The results revealed that sperm count decreased significantly (p<0.05) in methotrexate group in comparison with the control group. Ethyl pyruvate+methotrexate group revealed significant enhancement (p<0.05) in sperm count which are presented in Table 1. There was no significant (p>0.05) difference in sperm maturity among groups. Treatment with anti-neoplastic drug (MTX) caused a significant decrease in viability and an increase in sperm with damaged DNA compared with the control group while Ethyl pyruvate caused improvement in viability and DNA fragmentation in MTX+EP group (Figures 1, 2, 3; Table 1).

In Table 2, we can see that regarding sperm motility, compared with the control group, RPFM decreased significantly (p<0.05) in methotrexate group. However, Ethyl pyruvate caused an increase in RPFM in MTX+EP group which was significantly (p<0.05) higher compared with the MTX group. SPFM results indicated that the difference between groups was not significant. RM and ML in MTX treatment group increased significantly (p<0.05). MTX treatment in EP supplemented animals showed a significant reduction (p<0.05) in RM and ML compared with MTX group alone (Table 2).

The results of biochemical analyses were shown in Table 3. Briefly, the level of MDA, a major degradation product of lipid peroxidation, was significantly increased in MTX treated mice compared with the control group (p<0.05). There was a significant restoration in MDA level in the groups that received EP treatment with MTX (p<0.05).

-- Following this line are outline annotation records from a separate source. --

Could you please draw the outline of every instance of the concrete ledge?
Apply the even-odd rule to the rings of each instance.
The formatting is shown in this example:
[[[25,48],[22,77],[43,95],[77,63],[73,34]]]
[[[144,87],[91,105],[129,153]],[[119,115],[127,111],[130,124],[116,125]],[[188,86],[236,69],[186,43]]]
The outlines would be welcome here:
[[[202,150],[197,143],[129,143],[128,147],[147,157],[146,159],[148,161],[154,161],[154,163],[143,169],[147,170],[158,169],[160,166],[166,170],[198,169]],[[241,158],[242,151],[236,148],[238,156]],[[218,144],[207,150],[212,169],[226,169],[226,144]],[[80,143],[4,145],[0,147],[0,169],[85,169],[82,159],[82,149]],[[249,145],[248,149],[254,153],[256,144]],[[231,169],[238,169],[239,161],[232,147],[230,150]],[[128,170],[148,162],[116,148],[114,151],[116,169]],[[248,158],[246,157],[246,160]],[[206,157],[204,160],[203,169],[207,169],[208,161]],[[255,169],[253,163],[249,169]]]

The level of testosterone was found to be significantly lower in MTX-treated group when compared with other groups (p<0.005). Ethyl pyruvate administration, after MTX, caused significant increase in testosterone concentrations when compared with MTX and control group alone (p< 0.05). On the other hand, EP+MTX group testosterone level was similar to the control group.